Mathieu Desroches, président du TCC, est allé le chercher quand il avait 19 ans : « Il était à la 800e place quand il est arrivé chez nous en 2010. D'autres clubs cherchent de meilleurs joueurs, classés entre la 200 et la 500e place. Nous on est passé par un agent fédéral. On a discuté par mail, il a regardé le site du club. Avant, on prenait des gens qui avaient la trentaine passée, qui étaient en fin de carrière, mais on tombe souvent sur des mercenaires. »

Willis après sa victoire face à Berankis lundi. Capture d'écran YouTube.

Willis, pas encore 20 ans, arrive donc dans l'Aveyron précédé d'une réputation plutôt flatteuse sur les courts (ancien numéro 1 britannique junior, notamment), pas vraiment en dehors. En 2008, la Fédération anglaise l'avait par exemple rapatrié de Melbourne en plein Open d'Australie junior pour "comportement irrespectueux et non respect des horaires". Après ses premiers matches en pro, il déchante aussi : « Je jouais des tournois Future en Roumanie et je perdais. J'y ai perdu beaucoup de confiance en moi. » A Capdenac, Mathieu Desroches a pu voir qu'à ses débuts, Willis avait une définition bien personnelle du professionnalisme : « Pour son premier tournoi à Bayonne, il est arrivé avec six raquettes dont deux cordées, pas de bouteille d'eau, pas de serviette. Il a perdu son simple et son double. On a beaucoup discuté alors et il a commencé à se remettre en question. »
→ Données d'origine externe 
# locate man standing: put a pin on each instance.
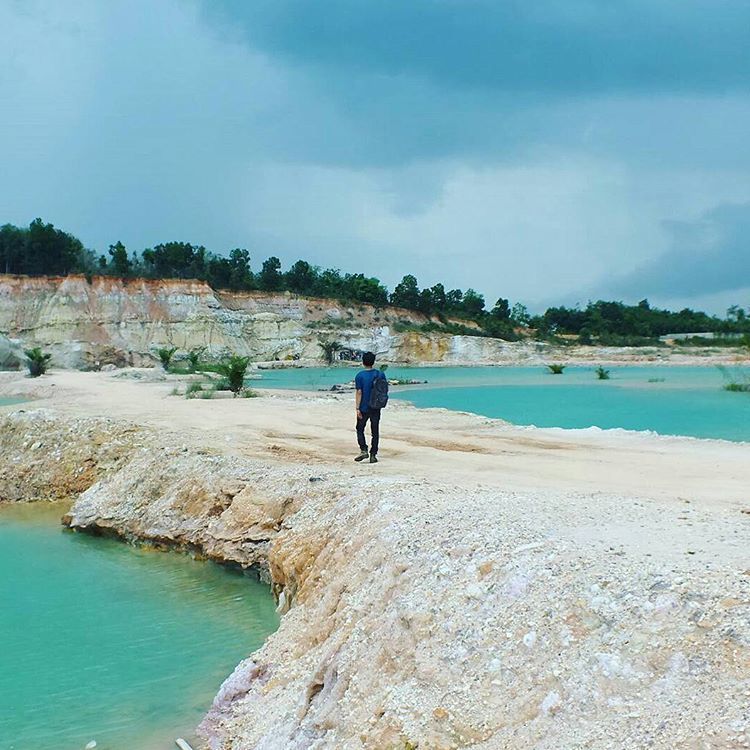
(365, 411)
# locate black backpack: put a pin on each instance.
(379, 392)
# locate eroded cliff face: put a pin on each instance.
(89, 323)
(422, 614)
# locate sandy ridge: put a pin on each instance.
(483, 586)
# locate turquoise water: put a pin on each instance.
(102, 641)
(668, 400)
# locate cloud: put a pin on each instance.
(706, 256)
(550, 46)
(529, 150)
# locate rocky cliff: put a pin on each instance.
(429, 615)
(86, 323)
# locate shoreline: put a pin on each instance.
(485, 585)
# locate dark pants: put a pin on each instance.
(373, 415)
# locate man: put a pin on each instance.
(365, 413)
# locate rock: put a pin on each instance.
(12, 356)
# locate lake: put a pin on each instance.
(667, 400)
(107, 642)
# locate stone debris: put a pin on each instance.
(423, 614)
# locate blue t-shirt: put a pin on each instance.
(363, 382)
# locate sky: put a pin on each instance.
(550, 152)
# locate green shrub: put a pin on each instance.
(330, 349)
(737, 387)
(165, 356)
(233, 370)
(192, 389)
(37, 361)
(194, 357)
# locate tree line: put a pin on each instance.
(42, 249)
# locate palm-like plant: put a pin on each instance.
(165, 355)
(234, 369)
(37, 361)
(194, 356)
(330, 348)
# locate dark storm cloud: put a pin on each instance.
(555, 47)
(706, 256)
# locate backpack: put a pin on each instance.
(379, 392)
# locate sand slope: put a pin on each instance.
(483, 586)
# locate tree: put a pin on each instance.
(301, 277)
(501, 310)
(234, 369)
(406, 293)
(330, 349)
(454, 299)
(270, 274)
(12, 244)
(120, 263)
(37, 361)
(437, 293)
(50, 251)
(473, 303)
(520, 315)
(240, 275)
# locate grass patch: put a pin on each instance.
(737, 387)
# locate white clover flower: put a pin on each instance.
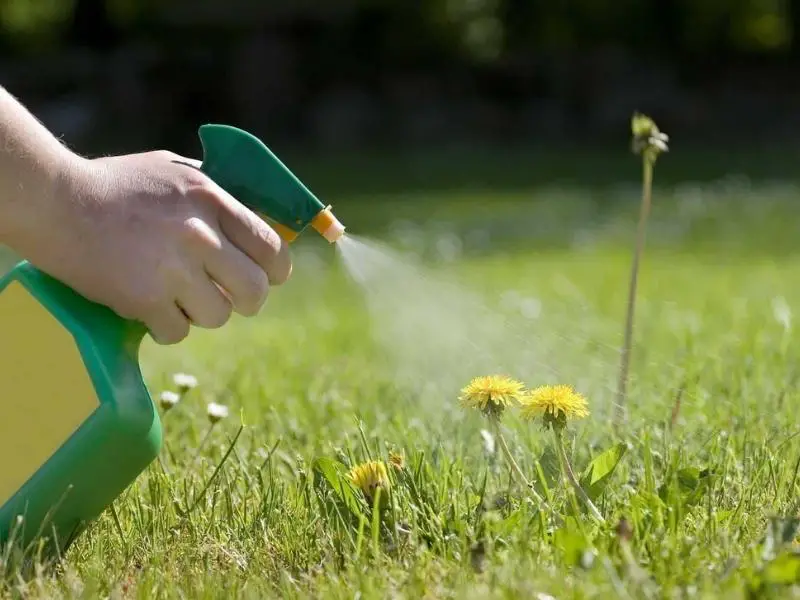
(184, 381)
(216, 412)
(168, 399)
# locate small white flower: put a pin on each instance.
(168, 399)
(216, 412)
(184, 381)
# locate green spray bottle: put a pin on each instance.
(78, 423)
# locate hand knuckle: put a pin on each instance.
(217, 318)
(198, 231)
(255, 292)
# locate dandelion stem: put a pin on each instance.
(514, 465)
(647, 184)
(567, 467)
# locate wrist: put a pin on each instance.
(34, 219)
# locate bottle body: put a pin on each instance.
(79, 424)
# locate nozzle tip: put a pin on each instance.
(334, 232)
(328, 225)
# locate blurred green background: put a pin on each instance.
(413, 109)
(401, 80)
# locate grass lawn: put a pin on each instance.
(700, 505)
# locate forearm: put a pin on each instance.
(33, 164)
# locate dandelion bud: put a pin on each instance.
(168, 400)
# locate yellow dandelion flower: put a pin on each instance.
(369, 476)
(397, 460)
(559, 402)
(491, 393)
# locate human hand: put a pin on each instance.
(156, 240)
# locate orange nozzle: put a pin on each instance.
(327, 225)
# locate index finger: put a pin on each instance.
(253, 236)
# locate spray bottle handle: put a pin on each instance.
(244, 167)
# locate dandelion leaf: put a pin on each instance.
(597, 474)
(333, 472)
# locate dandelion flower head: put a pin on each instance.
(491, 393)
(369, 476)
(559, 402)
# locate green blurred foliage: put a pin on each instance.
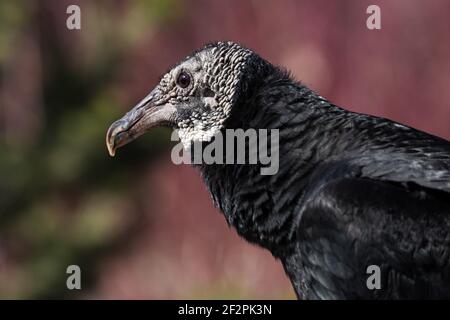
(61, 196)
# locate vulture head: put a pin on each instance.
(195, 97)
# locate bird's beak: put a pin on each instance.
(145, 115)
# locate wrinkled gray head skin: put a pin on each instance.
(197, 107)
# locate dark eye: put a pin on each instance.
(183, 79)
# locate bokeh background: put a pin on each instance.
(137, 225)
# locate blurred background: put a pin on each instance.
(137, 225)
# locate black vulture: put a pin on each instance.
(353, 192)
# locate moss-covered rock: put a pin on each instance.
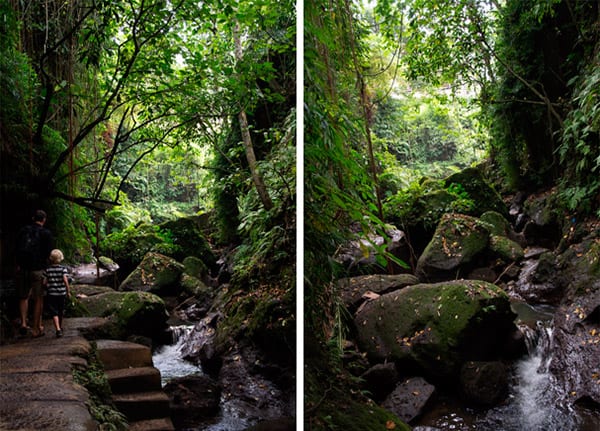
(498, 225)
(195, 267)
(139, 313)
(458, 239)
(506, 249)
(188, 237)
(479, 190)
(434, 328)
(157, 273)
(353, 289)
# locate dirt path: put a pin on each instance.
(37, 391)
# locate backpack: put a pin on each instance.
(28, 247)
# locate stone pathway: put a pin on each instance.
(37, 391)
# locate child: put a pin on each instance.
(57, 289)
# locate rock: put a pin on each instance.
(193, 400)
(195, 267)
(479, 190)
(139, 313)
(156, 273)
(458, 239)
(542, 227)
(506, 249)
(435, 328)
(409, 398)
(361, 255)
(280, 424)
(498, 225)
(576, 336)
(188, 237)
(353, 289)
(380, 379)
(108, 264)
(484, 383)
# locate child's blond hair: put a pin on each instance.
(56, 256)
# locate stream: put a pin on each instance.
(169, 361)
(535, 401)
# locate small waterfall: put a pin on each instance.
(536, 402)
(168, 358)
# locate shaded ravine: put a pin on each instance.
(535, 402)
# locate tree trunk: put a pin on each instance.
(247, 139)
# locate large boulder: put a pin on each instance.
(457, 241)
(156, 273)
(139, 313)
(410, 398)
(576, 336)
(479, 190)
(188, 237)
(419, 209)
(355, 290)
(435, 328)
(484, 384)
(194, 399)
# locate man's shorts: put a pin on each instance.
(30, 284)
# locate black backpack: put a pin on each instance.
(28, 247)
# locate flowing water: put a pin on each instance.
(535, 403)
(169, 361)
(168, 358)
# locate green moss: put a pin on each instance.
(498, 225)
(506, 249)
(101, 406)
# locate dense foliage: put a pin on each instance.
(115, 113)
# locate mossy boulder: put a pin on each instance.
(478, 190)
(576, 337)
(188, 237)
(506, 249)
(354, 289)
(195, 267)
(156, 273)
(498, 225)
(139, 313)
(178, 239)
(434, 328)
(458, 239)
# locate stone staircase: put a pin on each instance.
(135, 384)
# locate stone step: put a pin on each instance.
(162, 424)
(115, 354)
(128, 380)
(143, 405)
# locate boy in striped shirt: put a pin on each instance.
(57, 289)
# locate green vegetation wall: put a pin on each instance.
(544, 49)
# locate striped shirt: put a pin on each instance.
(56, 284)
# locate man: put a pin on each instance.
(33, 249)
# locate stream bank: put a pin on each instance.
(448, 358)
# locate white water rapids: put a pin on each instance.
(168, 358)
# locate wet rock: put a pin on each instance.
(360, 256)
(458, 239)
(156, 273)
(528, 288)
(380, 379)
(435, 328)
(355, 290)
(194, 399)
(543, 222)
(577, 322)
(410, 398)
(484, 383)
(282, 424)
(506, 249)
(140, 313)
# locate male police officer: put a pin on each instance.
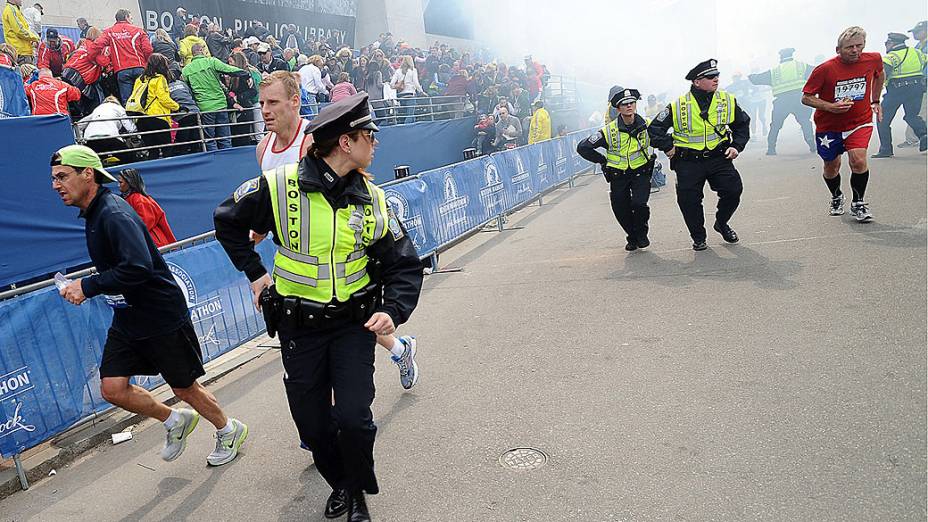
(626, 166)
(344, 272)
(709, 131)
(905, 85)
(787, 80)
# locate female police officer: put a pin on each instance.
(627, 166)
(344, 272)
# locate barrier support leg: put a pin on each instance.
(23, 481)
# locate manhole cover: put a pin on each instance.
(523, 459)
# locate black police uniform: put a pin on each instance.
(629, 190)
(787, 103)
(694, 169)
(902, 92)
(336, 354)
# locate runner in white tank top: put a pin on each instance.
(276, 107)
(277, 154)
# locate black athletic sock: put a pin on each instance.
(859, 184)
(834, 185)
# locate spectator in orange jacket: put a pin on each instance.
(50, 95)
(54, 52)
(129, 50)
(133, 191)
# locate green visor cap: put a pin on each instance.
(80, 157)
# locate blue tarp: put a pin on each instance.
(50, 350)
(39, 235)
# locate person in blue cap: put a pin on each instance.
(345, 271)
(709, 131)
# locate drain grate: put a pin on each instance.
(523, 459)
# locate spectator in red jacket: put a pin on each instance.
(129, 50)
(133, 191)
(50, 95)
(83, 72)
(54, 52)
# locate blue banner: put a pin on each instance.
(50, 350)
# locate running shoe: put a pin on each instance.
(409, 370)
(177, 436)
(860, 212)
(227, 445)
(837, 205)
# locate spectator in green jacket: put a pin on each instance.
(202, 74)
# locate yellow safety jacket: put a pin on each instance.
(788, 76)
(905, 63)
(691, 131)
(626, 152)
(322, 255)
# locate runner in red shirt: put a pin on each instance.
(49, 95)
(845, 92)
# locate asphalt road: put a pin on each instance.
(783, 378)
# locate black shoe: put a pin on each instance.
(357, 509)
(727, 233)
(337, 504)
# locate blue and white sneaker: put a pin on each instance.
(409, 370)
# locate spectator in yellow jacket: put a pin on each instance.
(540, 126)
(186, 45)
(17, 33)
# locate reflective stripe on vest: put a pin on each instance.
(691, 131)
(905, 63)
(314, 238)
(624, 152)
(788, 76)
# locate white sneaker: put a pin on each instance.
(177, 436)
(860, 212)
(227, 445)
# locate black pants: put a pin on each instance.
(692, 175)
(783, 106)
(629, 192)
(909, 97)
(157, 138)
(341, 437)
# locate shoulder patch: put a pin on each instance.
(394, 224)
(249, 187)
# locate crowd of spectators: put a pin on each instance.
(163, 88)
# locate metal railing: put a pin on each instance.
(179, 245)
(247, 123)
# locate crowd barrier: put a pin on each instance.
(49, 349)
(40, 235)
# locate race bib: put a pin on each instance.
(854, 88)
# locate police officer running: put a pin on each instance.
(344, 272)
(627, 166)
(905, 86)
(786, 80)
(709, 131)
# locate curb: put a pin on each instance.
(39, 461)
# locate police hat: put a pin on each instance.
(627, 96)
(706, 68)
(615, 92)
(344, 116)
(896, 38)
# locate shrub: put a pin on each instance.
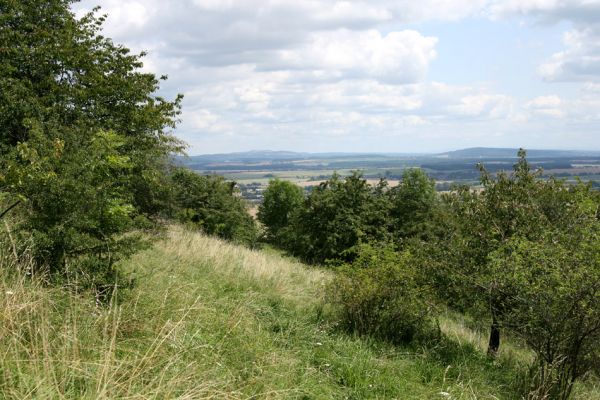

C'est au fur et à mesure de sa carrière que Willis apprendra ce qu'implique de vouloir devenir un tennisman de haut-niveau. « J'ai pris quelques mauvaises décisions. Mon mode de vie n'était pas très bon. Ouais, je n'avais plus la volonté… J'étais un peu un looser. J'étais en surpoids. » En 2012, l'équipe du club de Capdenac le voit ainsi arriver avec ses 115, 120 kilos sur la balance (pour 1,91m). Dans un tournoi Challenger aux Etats-Unis, les spectateurs le surnomment Cartman, en référence, évidemment, au personnage obèse de South Park. Lui mange un Snickers et boit un soda lors d'un changement de côté.

Et puis, il se reprend. « J'étais juste un looser. Je ne sais pas. Il y a trois ans, je me suis regardé dans le miroir et je me suis dit "Tu vaux mieux que ça". » Il se lève à des heures correctes et travaille dur avec son coach Matt Smith. Mathieu Desroches le voit revenir avec une quinzaine de kilos en moins en 2014. Toujours en train de galérer financièrement, il a recours au crowdfunding pour essayer de financer son rêve : participer à la phase finale de Wimbledon. Il n'y parviendra pas mais ira tout de même jusqu'à pointer à la 348e place au classement ATP en juillet 2015, son meilleur classement. Ensuite, des blessures aux ischio-jambiers et au genou le feront rechuter, jusqu'à envisager d'arrêter complètement le tennis.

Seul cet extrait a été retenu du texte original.